Journal of Korean Neurosurgical Society 2021년 64권 1호 p.110 ~ 119
고학철, 이승환, 신희섭, 고준석,
소속 상세정보
고학철 ( Ko Hak-Cheol ) - Kyung Hee University College of Medicine Kyung Hee University Hospital at Gangdong Stroke and Neurological Disorders Centre
이승환 ( Lee Seung-Hwan ) - Kyung Hee University College of Medicine Kyung Hee University Hospital at Gangdong Stroke and Neurological Disorders Centre
신희섭 ( Shin Hee-Sup ) - Kyung Hee University College of Medicine Kyung Hee University Hospital at Gangdong Stroke and Neurological Disorders Centre
고준석 ( Koh Jun-Seok ) - Kyung Hee University College of Medicine Kyung Hee University Hospital at Gangdong Stroke and Neurological Disorders Centre

Abstract


Objective: Preoperative prediction of the arachnoid membrane descent in pituitary surgery is useful for achieving gross total removal and avoiding cerebrospinal fluid leakage resulting from tearing of the arachnoid membrane in the chiasmatic cistern.

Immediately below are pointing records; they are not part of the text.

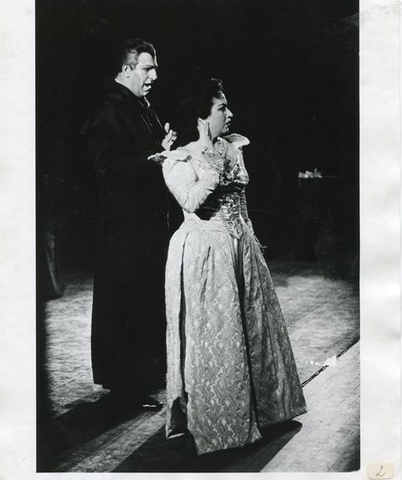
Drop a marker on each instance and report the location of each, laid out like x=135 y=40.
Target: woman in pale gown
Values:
x=231 y=369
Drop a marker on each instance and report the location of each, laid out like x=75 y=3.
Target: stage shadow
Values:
x=179 y=455
x=60 y=437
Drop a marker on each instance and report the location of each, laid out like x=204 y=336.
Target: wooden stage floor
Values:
x=82 y=430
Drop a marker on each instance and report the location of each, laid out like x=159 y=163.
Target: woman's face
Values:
x=220 y=117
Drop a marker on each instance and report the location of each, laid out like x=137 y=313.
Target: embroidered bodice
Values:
x=211 y=190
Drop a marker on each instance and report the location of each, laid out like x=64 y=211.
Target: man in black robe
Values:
x=128 y=319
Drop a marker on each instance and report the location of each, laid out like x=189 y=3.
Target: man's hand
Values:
x=170 y=137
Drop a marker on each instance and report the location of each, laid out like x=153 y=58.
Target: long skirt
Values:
x=231 y=369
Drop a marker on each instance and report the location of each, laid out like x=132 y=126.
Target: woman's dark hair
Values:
x=194 y=104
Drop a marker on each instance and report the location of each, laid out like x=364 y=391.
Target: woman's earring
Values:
x=207 y=130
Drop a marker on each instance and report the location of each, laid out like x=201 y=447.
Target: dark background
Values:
x=290 y=69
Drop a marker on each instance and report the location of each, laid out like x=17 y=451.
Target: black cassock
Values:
x=128 y=320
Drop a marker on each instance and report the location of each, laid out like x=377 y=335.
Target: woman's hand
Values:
x=170 y=137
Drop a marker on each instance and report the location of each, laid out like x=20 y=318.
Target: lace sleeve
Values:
x=189 y=189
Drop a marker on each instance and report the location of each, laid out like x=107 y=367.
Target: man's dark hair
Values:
x=129 y=50
x=194 y=104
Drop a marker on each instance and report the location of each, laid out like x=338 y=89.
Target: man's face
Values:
x=141 y=78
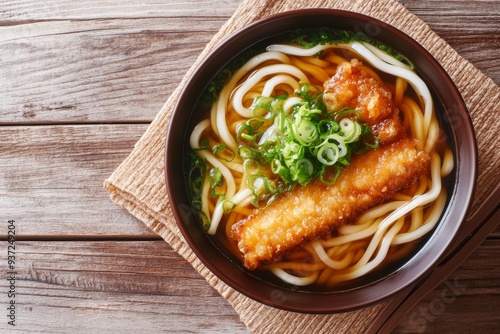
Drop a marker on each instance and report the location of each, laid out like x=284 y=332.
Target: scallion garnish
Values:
x=300 y=146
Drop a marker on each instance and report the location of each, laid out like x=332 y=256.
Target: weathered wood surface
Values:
x=79 y=83
x=144 y=286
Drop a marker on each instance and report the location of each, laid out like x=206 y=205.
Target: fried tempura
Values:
x=354 y=88
x=305 y=213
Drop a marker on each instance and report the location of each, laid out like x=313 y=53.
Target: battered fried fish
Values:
x=306 y=213
x=352 y=87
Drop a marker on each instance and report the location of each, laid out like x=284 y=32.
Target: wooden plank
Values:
x=35 y=10
x=112 y=287
x=51 y=180
x=145 y=285
x=124 y=66
x=470 y=27
x=467 y=301
x=95 y=71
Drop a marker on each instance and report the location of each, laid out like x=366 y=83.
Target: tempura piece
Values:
x=354 y=88
x=306 y=213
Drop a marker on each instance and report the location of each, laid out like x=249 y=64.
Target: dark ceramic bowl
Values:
x=454 y=119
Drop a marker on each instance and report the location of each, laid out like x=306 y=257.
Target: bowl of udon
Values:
x=320 y=161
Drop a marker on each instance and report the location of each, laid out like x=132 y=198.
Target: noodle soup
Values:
x=282 y=122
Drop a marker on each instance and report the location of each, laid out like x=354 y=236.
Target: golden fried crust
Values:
x=352 y=87
x=308 y=212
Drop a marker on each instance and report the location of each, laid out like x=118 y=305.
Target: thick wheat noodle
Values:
x=345 y=252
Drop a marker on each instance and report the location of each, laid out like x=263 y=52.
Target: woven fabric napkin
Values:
x=138 y=183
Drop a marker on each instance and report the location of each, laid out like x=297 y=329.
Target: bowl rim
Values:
x=421 y=263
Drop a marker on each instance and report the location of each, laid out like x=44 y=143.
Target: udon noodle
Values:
x=381 y=232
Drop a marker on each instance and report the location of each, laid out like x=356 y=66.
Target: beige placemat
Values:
x=138 y=183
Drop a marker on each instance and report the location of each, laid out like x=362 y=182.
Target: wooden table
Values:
x=79 y=84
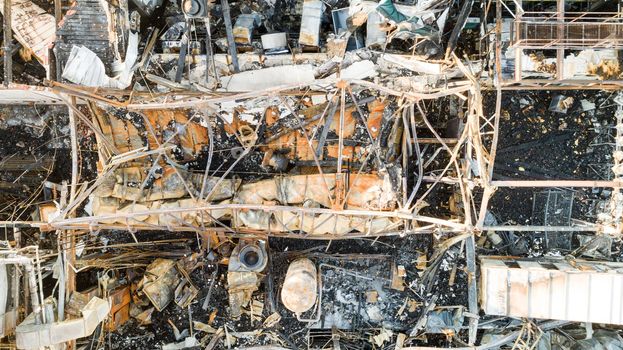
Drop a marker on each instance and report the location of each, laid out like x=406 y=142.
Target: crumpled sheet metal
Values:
x=83 y=67
x=29 y=335
x=34 y=28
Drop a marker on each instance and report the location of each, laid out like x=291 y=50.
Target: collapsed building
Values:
x=311 y=174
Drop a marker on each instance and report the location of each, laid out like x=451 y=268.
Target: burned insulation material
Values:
x=343 y=174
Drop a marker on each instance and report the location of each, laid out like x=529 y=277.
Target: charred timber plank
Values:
x=8 y=37
x=472 y=288
x=230 y=35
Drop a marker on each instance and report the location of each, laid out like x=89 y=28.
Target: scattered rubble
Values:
x=279 y=174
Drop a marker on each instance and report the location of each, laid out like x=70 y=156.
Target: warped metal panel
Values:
x=553 y=289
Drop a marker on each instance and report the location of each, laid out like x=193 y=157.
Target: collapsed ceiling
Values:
x=311 y=174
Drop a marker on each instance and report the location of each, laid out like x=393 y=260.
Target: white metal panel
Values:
x=582 y=292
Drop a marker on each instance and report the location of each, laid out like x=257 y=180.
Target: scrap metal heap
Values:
x=311 y=174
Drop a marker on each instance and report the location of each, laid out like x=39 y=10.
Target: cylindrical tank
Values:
x=299 y=290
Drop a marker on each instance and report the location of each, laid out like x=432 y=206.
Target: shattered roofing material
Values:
x=34 y=28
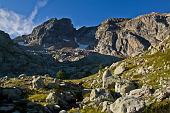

In this study, we analyzed the patterns of arachnoid membrane descent during or after pituitary tumor surgery and identified the factors related to this descent.

Methods: Analysis was restricted to pituitary macroadenomas not extending into the third ventricle or over the internal carotid artery. To minimize confounding factors, patients who underwent revision surgery, those who had a torn arachnoid during operation or small medial diaphragma sellae (DS) opening, and subtotal resections were excluded. We enrolled 41 consecutive patients in this retrospective analysis. The degree of arachnoid descent was categorized using intraoperative videos. Preoperative magnetic resonance findings, including tumor height, suprasellar extension, and variables including DS area and medial opening size, tumor composition, and displacement of the pituitary stalk and gland were evaluated to determine their correlations with arachnoid membrane descent.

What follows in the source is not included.